Turkey arrests three soldiers over the killing of Syrians at border
According to Turkish media outlets, eight Syrians entered Hatay in the south of Turkey on 11 March. A subsequent investigation found that the Syrians had been beaten by three soldiers.
Two Syrians that were forced to drink diesel later died, while others testified to being tortured.
Following the deaths, two lieutenants and one first lieutenant were arrested and charged with “killing people”. They were later released pending trial.
Despite their ill-treatment at the hands of Turkish law enforcement authorities, six of the surviving Syrians were deported back to Syria.
One of the migrants who the ordeal spoke to Middle East Eye earlier this month.
"The Turkish gendarmerie forced us to drink diesel fuel by force, and I was severely beaten with several tools, including electricity cables, sticks and iron skewers," said 16-year-old Youssef Muhammad al-Harj, who had been displaced from the Aleppo countryside.
He said the security services forced them to take off their clothes, took their phones and broke them, then filmed them before they started beating and "torturing" them.
"I lost consciousness several times.

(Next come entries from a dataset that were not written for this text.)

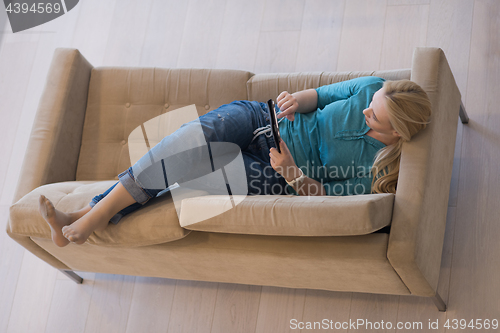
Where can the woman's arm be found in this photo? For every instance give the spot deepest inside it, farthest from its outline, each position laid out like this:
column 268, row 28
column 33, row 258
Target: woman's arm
column 308, row 186
column 304, row 101
column 284, row 164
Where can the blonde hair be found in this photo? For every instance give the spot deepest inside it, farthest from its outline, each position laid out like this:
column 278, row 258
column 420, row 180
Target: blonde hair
column 409, row 109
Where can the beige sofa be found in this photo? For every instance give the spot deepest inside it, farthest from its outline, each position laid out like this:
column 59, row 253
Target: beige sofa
column 387, row 244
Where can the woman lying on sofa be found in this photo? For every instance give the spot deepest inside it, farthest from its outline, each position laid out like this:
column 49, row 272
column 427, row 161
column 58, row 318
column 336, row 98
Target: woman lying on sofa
column 339, row 135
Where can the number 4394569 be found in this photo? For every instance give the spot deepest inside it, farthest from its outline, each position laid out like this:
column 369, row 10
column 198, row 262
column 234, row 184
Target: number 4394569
column 37, row 8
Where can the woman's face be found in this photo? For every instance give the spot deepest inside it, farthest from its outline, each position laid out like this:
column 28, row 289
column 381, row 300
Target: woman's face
column 376, row 114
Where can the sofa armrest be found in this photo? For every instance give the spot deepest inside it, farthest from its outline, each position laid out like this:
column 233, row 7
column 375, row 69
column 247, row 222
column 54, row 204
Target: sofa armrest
column 421, row 201
column 55, row 140
column 54, row 145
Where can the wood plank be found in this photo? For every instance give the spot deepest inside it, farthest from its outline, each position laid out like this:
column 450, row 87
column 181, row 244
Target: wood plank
column 236, row 308
column 240, row 35
column 70, row 304
column 16, row 62
column 193, row 307
column 405, row 28
column 33, row 295
column 423, row 309
column 151, row 305
column 330, row 305
column 320, row 36
column 110, row 303
column 362, row 35
column 373, row 308
column 474, row 288
column 202, row 30
column 407, row 2
column 278, row 306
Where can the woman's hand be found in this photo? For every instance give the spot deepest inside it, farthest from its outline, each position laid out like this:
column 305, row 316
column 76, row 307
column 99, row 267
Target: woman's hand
column 283, row 163
column 288, row 105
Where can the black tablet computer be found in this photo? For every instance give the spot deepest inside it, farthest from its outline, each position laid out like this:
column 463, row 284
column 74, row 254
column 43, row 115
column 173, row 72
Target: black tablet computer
column 274, row 124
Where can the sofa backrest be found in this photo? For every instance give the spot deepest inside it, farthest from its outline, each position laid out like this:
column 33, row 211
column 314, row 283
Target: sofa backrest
column 121, row 98
column 262, row 87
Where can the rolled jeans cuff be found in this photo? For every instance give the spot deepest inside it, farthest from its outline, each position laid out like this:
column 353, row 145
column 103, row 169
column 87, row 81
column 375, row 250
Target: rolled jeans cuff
column 114, row 219
column 128, row 181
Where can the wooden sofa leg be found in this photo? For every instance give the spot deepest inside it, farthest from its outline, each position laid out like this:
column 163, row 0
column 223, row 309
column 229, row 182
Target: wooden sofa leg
column 72, row 275
column 463, row 114
column 439, row 302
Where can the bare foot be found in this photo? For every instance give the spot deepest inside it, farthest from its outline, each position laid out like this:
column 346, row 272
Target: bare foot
column 81, row 229
column 56, row 220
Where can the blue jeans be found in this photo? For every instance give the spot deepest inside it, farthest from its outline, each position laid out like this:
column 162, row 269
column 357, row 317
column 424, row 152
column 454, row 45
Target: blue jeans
column 242, row 123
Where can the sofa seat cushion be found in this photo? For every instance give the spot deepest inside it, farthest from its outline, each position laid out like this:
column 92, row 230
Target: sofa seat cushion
column 154, row 223
column 288, row 215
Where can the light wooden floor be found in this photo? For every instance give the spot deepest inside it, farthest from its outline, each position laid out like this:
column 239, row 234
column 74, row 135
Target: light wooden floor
column 260, row 36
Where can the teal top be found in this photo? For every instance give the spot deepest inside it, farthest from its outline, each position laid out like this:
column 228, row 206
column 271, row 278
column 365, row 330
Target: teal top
column 330, row 145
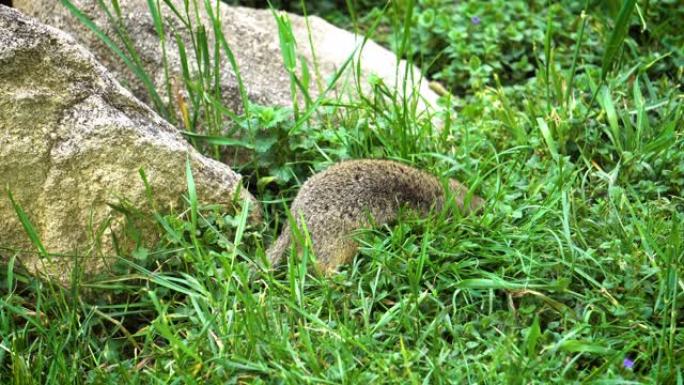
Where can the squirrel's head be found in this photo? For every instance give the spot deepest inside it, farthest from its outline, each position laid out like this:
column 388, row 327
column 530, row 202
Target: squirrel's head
column 459, row 193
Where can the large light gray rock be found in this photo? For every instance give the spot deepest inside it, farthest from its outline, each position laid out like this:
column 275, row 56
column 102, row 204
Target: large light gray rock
column 72, row 140
column 253, row 37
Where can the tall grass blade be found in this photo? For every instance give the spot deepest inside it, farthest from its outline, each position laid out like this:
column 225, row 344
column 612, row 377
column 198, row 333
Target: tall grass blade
column 617, row 37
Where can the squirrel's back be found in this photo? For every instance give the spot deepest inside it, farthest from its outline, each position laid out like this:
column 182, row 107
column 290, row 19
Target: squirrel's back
column 344, row 197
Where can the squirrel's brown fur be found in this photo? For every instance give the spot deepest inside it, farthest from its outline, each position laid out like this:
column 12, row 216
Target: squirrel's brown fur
column 343, row 198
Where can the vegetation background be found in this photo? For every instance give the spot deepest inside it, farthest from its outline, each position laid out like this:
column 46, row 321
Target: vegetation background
column 566, row 116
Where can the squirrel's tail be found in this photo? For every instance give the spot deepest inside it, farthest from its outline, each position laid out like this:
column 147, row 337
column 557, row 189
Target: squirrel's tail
column 276, row 251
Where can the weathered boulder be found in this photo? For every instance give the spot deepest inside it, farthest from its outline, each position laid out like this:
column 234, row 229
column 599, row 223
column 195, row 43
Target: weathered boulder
column 72, row 140
column 253, row 37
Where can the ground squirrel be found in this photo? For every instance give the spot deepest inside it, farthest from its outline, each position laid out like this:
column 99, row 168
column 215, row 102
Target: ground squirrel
column 343, row 198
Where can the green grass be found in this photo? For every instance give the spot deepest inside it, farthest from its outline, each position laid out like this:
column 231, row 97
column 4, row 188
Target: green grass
column 575, row 265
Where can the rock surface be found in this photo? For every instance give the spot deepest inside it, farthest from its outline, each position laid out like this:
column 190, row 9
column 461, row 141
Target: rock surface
column 253, row 37
column 72, row 140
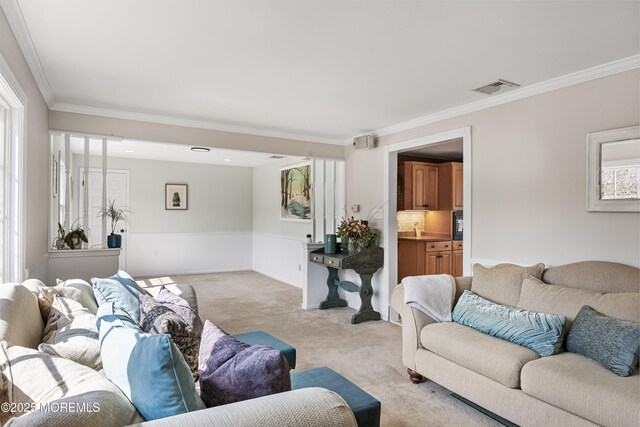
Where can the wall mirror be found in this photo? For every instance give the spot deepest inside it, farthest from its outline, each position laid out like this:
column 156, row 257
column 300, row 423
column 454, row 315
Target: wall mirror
column 613, row 170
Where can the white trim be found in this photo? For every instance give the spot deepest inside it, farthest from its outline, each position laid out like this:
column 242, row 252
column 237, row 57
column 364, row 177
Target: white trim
column 578, row 77
column 15, row 18
column 389, row 272
column 199, row 124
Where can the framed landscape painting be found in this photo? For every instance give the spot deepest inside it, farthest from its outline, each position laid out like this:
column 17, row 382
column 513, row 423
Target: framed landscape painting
column 295, row 192
column 175, row 197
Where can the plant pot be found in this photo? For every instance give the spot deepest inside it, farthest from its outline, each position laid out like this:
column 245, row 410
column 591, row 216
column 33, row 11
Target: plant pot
column 114, row 241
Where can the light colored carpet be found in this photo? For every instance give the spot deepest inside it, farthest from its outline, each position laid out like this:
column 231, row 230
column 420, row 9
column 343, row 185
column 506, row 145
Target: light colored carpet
column 368, row 354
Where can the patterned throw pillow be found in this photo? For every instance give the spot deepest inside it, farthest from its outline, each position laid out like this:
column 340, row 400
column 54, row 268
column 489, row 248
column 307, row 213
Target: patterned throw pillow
column 540, row 332
column 181, row 307
column 156, row 318
column 71, row 333
column 613, row 343
column 232, row 371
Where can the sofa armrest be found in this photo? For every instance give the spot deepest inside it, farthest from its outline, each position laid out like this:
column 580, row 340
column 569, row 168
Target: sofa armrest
column 310, row 407
column 414, row 320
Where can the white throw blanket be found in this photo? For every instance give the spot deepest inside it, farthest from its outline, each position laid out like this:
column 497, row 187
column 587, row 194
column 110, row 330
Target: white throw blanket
column 432, row 294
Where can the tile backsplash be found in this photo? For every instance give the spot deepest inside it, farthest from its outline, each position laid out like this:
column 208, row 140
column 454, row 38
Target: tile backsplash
column 407, row 220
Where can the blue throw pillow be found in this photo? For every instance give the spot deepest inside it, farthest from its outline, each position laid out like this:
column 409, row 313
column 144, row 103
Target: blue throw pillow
column 149, row 369
column 121, row 290
column 540, row 332
column 613, row 343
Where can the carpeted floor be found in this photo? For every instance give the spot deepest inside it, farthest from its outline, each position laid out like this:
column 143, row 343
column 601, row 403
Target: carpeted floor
column 368, row 354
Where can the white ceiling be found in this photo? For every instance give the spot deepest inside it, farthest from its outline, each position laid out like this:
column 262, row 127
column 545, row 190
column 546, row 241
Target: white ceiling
column 326, row 69
column 145, row 150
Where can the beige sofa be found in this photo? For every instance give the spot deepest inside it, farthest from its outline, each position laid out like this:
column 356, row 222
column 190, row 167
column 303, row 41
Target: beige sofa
column 70, row 393
column 513, row 382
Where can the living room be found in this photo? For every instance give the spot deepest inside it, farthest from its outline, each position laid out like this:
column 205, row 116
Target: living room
column 302, row 92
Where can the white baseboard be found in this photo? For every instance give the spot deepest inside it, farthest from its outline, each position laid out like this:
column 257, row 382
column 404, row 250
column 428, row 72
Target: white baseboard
column 278, row 257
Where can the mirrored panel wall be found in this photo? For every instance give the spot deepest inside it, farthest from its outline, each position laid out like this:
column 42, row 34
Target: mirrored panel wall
column 613, row 170
column 79, row 176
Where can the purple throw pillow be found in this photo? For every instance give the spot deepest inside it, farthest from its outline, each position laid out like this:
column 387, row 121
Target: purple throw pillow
column 232, row 371
column 180, row 306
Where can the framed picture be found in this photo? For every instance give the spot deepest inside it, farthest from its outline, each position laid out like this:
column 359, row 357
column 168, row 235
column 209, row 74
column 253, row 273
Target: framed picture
column 176, row 197
column 295, row 192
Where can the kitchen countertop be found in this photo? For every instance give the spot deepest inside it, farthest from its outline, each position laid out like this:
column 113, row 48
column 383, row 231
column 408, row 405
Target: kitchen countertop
column 426, row 238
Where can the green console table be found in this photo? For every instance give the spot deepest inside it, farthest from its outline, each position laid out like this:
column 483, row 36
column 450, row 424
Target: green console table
column 365, row 263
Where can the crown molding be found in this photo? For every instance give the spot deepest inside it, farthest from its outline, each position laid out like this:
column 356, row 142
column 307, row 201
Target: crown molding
column 19, row 27
column 578, row 77
column 200, row 124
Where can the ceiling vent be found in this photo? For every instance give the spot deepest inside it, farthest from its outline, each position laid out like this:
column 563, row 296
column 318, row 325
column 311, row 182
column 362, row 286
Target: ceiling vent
column 497, row 87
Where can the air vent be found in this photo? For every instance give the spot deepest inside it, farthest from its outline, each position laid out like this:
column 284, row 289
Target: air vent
column 497, row 87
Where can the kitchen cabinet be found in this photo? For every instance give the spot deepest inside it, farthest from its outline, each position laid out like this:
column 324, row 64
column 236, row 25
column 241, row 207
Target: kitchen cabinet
column 410, row 258
column 450, row 184
column 439, row 258
column 457, row 259
column 418, row 186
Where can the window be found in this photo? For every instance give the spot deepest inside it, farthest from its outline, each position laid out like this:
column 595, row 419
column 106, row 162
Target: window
column 12, row 112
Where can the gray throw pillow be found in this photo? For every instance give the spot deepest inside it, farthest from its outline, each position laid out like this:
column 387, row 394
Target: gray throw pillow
column 232, row 371
column 613, row 343
column 156, row 318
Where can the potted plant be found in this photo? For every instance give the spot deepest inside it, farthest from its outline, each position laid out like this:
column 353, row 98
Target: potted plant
column 75, row 236
column 115, row 214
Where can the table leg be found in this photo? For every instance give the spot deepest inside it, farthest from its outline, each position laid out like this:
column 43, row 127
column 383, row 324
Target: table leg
column 333, row 298
column 366, row 311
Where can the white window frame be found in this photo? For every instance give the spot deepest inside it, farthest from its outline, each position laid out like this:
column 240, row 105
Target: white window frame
column 14, row 101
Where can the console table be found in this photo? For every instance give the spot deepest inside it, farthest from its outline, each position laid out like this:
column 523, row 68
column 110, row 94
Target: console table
column 365, row 263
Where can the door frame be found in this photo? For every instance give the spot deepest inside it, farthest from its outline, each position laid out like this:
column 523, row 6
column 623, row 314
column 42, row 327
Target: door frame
column 390, row 272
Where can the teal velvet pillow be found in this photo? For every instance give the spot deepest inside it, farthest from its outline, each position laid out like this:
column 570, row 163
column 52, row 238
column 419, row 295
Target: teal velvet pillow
column 121, row 290
column 540, row 332
column 613, row 343
column 149, row 369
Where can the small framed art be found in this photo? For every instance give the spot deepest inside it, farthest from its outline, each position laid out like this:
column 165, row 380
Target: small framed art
column 176, row 197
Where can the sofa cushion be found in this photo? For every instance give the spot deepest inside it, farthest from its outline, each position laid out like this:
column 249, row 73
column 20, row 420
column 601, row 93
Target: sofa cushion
column 156, row 318
column 567, row 301
column 121, row 290
column 20, row 319
column 32, row 377
column 613, row 343
column 501, row 284
column 232, row 371
column 149, row 369
column 492, row 357
column 541, row 332
column 71, row 333
column 582, row 387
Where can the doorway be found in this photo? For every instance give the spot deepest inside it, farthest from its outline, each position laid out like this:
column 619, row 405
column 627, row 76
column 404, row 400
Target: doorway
column 392, row 151
column 118, row 190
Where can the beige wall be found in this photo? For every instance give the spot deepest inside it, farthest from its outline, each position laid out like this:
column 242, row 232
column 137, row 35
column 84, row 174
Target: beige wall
column 529, row 175
column 36, row 151
column 190, row 136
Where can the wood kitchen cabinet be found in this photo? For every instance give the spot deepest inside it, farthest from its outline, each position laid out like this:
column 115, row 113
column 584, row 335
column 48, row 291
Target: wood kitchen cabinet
column 439, row 258
column 450, row 184
column 418, row 186
column 410, row 258
column 457, row 259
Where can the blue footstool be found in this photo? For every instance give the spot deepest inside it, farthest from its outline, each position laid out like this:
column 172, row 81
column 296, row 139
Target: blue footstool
column 365, row 407
column 261, row 337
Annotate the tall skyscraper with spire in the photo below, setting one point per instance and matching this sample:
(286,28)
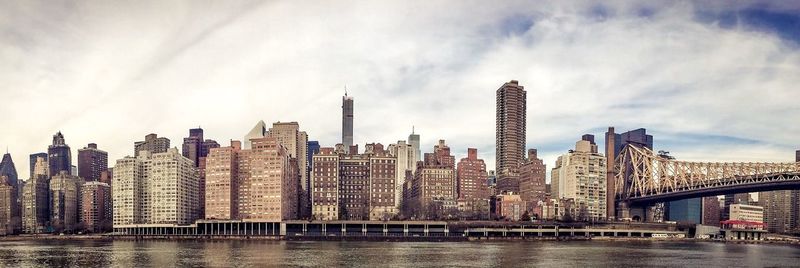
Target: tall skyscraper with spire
(347,121)
(59,155)
(510,123)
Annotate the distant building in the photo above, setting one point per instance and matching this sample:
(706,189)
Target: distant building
(36,199)
(347,121)
(152,143)
(413,140)
(404,154)
(155,188)
(579,175)
(747,213)
(510,135)
(33,158)
(432,192)
(10,212)
(290,136)
(471,178)
(222,182)
(325,185)
(532,182)
(257,184)
(65,202)
(59,154)
(258,131)
(96,212)
(510,206)
(91,162)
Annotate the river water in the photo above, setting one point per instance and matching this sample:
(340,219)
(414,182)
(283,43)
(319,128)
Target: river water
(237,253)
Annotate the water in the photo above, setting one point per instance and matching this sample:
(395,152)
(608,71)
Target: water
(92,253)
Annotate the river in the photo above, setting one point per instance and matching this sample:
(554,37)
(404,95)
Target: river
(259,253)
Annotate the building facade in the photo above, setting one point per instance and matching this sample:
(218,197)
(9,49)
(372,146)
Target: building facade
(740,212)
(471,178)
(152,143)
(580,175)
(347,120)
(155,188)
(65,197)
(325,185)
(510,135)
(91,162)
(95,206)
(432,192)
(36,199)
(532,183)
(59,155)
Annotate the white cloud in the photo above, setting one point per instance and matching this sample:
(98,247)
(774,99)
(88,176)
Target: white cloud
(111,72)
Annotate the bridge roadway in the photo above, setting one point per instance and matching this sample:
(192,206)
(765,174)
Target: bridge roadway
(413,230)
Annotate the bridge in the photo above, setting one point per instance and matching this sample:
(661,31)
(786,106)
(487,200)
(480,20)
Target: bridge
(643,178)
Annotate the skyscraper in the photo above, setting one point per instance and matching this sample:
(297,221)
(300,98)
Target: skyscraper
(579,175)
(532,185)
(258,131)
(36,199)
(10,213)
(347,120)
(152,143)
(59,155)
(295,141)
(413,140)
(91,162)
(65,200)
(510,134)
(33,161)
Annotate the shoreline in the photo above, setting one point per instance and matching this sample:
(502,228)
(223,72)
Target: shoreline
(104,237)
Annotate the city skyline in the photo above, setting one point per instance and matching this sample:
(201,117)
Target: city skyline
(726,108)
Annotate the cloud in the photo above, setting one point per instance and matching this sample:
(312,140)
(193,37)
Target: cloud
(707,86)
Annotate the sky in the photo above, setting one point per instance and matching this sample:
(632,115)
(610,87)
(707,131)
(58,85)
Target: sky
(710,81)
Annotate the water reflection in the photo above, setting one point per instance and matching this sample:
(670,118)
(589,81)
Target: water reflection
(257,253)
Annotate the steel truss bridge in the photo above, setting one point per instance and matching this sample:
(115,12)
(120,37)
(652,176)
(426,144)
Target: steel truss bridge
(643,177)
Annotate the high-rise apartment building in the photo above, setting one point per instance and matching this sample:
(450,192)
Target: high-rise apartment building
(152,143)
(222,182)
(59,154)
(347,121)
(614,145)
(267,183)
(255,184)
(33,158)
(10,221)
(295,141)
(96,210)
(471,177)
(155,188)
(580,175)
(65,201)
(404,154)
(432,192)
(413,140)
(36,199)
(532,184)
(510,134)
(258,131)
(325,185)
(91,162)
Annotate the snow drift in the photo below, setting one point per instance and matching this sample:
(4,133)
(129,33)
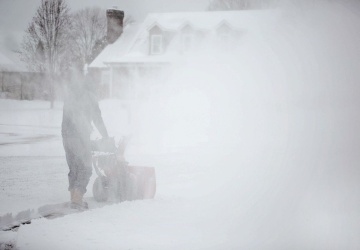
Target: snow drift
(254,149)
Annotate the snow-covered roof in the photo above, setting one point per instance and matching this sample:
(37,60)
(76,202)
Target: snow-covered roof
(132,46)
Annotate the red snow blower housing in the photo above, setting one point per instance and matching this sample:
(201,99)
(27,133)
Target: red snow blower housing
(117,180)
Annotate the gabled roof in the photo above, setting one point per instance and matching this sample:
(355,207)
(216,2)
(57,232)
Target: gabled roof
(132,46)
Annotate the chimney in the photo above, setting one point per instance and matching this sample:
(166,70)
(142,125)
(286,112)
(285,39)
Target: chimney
(115,19)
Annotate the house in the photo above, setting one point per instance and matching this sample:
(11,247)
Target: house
(131,65)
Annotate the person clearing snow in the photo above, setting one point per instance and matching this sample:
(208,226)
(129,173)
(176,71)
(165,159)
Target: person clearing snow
(81,108)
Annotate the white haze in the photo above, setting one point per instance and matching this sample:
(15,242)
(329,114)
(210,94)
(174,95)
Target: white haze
(272,129)
(256,148)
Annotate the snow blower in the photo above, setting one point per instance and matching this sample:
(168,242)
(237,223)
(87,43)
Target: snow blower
(116,179)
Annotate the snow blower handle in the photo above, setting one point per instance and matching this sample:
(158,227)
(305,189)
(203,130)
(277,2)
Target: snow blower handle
(106,144)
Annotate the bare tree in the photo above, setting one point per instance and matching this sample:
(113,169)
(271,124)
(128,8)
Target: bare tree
(44,47)
(89,26)
(236,4)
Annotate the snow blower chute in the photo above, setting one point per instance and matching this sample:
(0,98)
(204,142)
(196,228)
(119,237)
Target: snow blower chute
(116,179)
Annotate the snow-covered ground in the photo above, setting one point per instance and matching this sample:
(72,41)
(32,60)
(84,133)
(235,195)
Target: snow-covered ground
(258,153)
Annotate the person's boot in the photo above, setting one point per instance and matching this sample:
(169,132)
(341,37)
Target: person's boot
(77,201)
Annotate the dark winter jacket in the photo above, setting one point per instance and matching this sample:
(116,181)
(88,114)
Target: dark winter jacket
(81,108)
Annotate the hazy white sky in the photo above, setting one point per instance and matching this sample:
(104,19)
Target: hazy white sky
(16,14)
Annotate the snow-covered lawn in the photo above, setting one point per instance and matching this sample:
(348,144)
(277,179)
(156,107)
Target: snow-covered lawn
(259,153)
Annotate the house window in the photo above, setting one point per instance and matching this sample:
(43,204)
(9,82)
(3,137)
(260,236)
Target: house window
(156,44)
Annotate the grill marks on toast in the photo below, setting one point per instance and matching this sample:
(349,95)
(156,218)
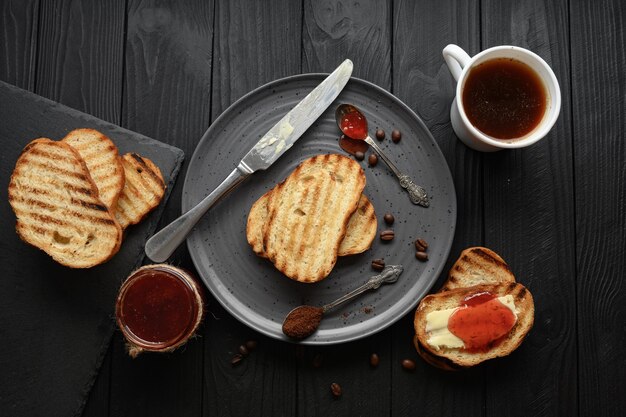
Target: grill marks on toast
(309,213)
(101,157)
(478,265)
(360,232)
(57,206)
(143,190)
(361,229)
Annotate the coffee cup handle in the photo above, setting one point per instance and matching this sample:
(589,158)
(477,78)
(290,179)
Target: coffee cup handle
(456,58)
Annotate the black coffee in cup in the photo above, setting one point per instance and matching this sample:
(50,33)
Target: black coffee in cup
(504,98)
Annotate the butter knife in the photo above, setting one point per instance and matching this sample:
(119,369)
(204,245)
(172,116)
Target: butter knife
(268,149)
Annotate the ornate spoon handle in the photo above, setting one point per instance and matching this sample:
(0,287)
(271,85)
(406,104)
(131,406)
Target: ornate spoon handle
(417,194)
(389,275)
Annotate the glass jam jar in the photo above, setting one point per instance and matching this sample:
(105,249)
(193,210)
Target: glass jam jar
(159,307)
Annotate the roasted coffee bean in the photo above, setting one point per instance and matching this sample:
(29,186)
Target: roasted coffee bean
(378,264)
(387,235)
(422,256)
(300,352)
(419,245)
(374,360)
(408,364)
(318,360)
(396,135)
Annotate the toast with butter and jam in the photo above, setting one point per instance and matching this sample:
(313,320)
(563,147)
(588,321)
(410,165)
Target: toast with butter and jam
(481,313)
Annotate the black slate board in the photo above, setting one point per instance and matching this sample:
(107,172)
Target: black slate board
(56,322)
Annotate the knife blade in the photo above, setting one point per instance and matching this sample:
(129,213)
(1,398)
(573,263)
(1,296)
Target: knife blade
(264,153)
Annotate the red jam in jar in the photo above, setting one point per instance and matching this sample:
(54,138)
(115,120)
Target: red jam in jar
(481,322)
(159,307)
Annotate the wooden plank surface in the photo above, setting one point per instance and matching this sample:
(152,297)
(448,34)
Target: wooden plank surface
(18,42)
(255,42)
(422,80)
(80,55)
(167,69)
(529,219)
(599,90)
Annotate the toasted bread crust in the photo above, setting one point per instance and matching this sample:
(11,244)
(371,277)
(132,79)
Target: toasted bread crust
(57,206)
(436,361)
(309,213)
(478,265)
(449,299)
(101,157)
(361,229)
(360,232)
(143,191)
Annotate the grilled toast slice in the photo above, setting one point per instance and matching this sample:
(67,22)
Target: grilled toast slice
(309,214)
(475,266)
(256,221)
(361,229)
(57,206)
(360,232)
(143,190)
(101,157)
(458,357)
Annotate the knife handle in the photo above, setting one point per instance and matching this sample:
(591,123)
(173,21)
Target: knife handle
(161,246)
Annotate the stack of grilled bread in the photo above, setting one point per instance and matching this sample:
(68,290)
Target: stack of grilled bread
(478,273)
(315,215)
(73,198)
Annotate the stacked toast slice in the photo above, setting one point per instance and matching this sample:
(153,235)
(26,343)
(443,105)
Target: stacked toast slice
(315,215)
(478,271)
(67,196)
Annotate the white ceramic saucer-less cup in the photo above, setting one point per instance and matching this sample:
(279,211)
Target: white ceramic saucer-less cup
(460,64)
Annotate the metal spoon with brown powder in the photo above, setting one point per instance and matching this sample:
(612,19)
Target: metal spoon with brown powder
(303,321)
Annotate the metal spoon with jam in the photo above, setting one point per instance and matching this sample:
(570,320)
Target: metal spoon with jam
(353,124)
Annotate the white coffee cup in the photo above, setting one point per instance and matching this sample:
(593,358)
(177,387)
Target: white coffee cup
(460,64)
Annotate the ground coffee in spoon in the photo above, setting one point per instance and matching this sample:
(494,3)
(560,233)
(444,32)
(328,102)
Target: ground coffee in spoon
(303,321)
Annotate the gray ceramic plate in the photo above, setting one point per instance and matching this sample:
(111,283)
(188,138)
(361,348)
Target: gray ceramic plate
(249,287)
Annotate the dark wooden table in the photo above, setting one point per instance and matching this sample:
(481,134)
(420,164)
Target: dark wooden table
(554,211)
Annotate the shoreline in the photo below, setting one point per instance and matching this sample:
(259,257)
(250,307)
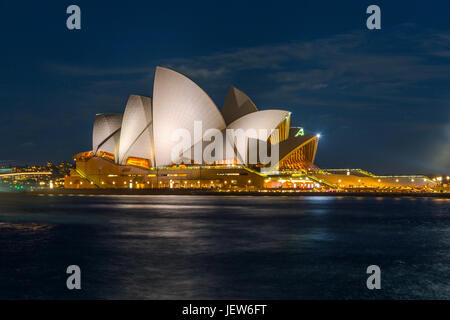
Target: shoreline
(289,193)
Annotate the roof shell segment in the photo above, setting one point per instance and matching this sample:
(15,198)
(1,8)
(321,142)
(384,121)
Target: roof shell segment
(237,104)
(136,137)
(106,132)
(177,103)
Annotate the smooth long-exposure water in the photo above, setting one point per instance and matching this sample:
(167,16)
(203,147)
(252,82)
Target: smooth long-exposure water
(208,247)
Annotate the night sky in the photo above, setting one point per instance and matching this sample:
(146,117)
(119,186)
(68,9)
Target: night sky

Several times they threw cold water on me so that I could wake up and [they could] torture me again," he said.
According to the Violations Documentation Centre in northern Syria, the number of Syrians killed by the Turkish gendarmerie since the start of the war in 2011 stands at 555 people, including 103 children under the age of 18 and 67 women.
In addition, 2,295 people have been injured by gendarmerie bullets while trying to cross the border. Residents of Syrian border villages and towns and farmers have also been targeted by the gendarmerie with live bullets.
Zakaria Qastal, a 34-year-old displaced person from the village of as-Samra in the eastern countryside of Hama, told MEE his "cousin died before my eyes while he was being beaten and tortured by the Turkish gendarmerie".
"They were going to throw him in a bush near the border, but I prevented them and started screaming with all my might," he said, adding that he could barely walk as a result of the beatings he endured.
"It was our only sin that we were going outside Syria to search for work and a source of livelihood for our families. I have seven children.
'My cousin, who died as a result of torture, was only 19. He was going to search for a job and a new future'
- Zakaria Qastal, displaced Syrian
"I was going to Turkey to secure work and a living for them. My cousin, who died as a result of torture, was only 19. He was going to search for a job and a new future."
Millions of Syrians have crossed the border into Turkey since the beginning of the Syrian civil war in 2011.
Although the Turkish government initially welcomed the Syrians as "guests", there has been increasing animosity towards Syrians in the country and politicians across the spectrum have exploited anti-Syrian sentiment and called for their return to their homeland.
However, refugees have continued to head for the Turkish border, a situation exacerbated by last month's earthquakes, which devastated much of Syria and southeastern Turkey.
Turkey has built a separation wall along its border with Syria, which is over 9ookm long, to prevent the entry of refugees, which the Violations Documentation Centre said had resulted in the deaths and injuries of civilians.
According to Mazen Alloush, director of the public relations and media office at the Bab al-Hawa border crossing, they were receiving daily deportees from Turkish territory, including those arrested while crossing the border illegally.
"We call on the Turkish government to open an immediate investigation into the [torture] case, to find out the circumstances of the accident, especially since this matter has been repeated a lot in the recent period," he said.